Dominique de Villepin, une certaine idée de la France et de lui-même

L'ancien Premier ministre et ancien ministre des Affaires étrangères, longtemps rival acharné du président Nicolas Sarkozy au sein de la droite, a annoncé dimanche qu'il avait "décidé d'être candidat à l'élection présidentielle de 2012" en France.

Flamboyant pour ses admirateurs, grandiloquent pour ses détracteurs, Dominique de Villepin revendique volontiers de voir la politique en grand, quand il n'affiche pas son mépris pour le reste du personnel politique, essentiellement composé, selon lui, de courtisans.

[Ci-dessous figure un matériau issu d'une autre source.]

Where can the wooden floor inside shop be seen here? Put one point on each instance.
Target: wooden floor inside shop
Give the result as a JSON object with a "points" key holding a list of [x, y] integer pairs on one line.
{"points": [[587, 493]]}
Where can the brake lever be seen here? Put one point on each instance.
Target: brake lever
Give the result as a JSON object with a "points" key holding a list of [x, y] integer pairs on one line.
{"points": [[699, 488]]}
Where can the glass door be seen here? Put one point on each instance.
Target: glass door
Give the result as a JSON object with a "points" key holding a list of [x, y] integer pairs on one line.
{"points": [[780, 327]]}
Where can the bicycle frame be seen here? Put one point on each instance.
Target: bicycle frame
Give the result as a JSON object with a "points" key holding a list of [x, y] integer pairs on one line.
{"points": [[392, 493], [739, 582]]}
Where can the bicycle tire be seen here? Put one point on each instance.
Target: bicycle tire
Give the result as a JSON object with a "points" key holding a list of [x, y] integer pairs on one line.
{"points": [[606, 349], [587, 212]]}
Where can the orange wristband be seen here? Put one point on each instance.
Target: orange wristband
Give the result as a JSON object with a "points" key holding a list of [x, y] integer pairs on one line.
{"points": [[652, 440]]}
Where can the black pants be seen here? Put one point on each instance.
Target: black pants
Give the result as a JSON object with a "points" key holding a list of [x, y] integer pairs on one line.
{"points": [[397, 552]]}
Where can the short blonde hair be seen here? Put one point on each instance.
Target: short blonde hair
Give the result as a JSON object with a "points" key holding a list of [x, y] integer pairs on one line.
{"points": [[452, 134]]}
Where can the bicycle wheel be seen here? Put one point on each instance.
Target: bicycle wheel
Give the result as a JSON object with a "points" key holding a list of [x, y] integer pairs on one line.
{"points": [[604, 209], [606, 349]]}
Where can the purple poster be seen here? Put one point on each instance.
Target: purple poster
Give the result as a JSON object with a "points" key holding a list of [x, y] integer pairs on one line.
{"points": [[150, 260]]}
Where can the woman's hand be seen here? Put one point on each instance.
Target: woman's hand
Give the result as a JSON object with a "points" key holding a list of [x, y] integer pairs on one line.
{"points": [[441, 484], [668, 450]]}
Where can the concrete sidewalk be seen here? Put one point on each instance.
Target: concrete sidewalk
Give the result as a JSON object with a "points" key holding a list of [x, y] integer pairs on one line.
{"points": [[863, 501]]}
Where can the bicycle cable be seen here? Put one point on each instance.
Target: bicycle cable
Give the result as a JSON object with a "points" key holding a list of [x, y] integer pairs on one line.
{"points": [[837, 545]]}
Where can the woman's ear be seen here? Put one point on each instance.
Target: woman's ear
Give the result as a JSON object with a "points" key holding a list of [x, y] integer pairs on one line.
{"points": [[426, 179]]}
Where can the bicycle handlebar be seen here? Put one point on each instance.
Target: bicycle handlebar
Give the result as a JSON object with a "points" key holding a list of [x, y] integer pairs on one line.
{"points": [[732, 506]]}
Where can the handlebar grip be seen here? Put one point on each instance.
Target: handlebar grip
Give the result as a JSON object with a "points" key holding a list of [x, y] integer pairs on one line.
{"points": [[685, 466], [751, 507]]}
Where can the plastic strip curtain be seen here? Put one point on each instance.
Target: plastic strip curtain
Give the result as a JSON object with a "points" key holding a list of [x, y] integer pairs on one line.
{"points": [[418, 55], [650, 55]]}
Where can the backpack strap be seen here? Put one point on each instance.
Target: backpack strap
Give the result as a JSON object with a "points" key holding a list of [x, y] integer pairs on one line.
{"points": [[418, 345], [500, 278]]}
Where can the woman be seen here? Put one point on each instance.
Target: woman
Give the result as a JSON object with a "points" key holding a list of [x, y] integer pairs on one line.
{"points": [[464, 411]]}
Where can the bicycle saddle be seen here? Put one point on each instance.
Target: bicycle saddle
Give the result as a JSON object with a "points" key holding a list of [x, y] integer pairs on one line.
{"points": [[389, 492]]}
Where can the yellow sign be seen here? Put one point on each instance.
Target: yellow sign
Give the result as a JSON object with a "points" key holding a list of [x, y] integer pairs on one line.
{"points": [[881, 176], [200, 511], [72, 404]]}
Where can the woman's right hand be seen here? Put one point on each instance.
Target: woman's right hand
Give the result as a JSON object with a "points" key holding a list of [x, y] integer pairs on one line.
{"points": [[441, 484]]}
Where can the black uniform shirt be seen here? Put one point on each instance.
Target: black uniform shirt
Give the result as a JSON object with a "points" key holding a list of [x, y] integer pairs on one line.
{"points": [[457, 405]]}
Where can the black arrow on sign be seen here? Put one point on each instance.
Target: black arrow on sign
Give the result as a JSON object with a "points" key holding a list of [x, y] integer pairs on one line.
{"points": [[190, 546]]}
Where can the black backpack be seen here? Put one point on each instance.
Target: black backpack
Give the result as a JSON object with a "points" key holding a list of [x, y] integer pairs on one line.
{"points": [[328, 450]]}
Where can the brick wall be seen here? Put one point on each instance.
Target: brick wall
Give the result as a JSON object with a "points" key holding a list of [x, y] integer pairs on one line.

Et pourtant, c'est en homme de l'ombre que ce diplomate né à Rabat, au Maroc, a débuté en politique. Il est issu de la même promotion de l'ENA que François Hollande ou Ségolène Royal, la fameuse promotion Voltaire en 1980. Avant l'élection présidentielle de 1995, il est l'un des rares à croire en Jacques Chirac alors que c'est Edouard Balladur qui plane dans les sondages. A l'issue de la campagne victorieuse de son mentor, il est nommé secrétaire général de l'Elysée, toujours dans l'ombre de Jacques Chirac qui l'apprécie beaucoup et dit de lui qu'il est « à la fois un poète et un très bon capitaine d'escadron de commando ».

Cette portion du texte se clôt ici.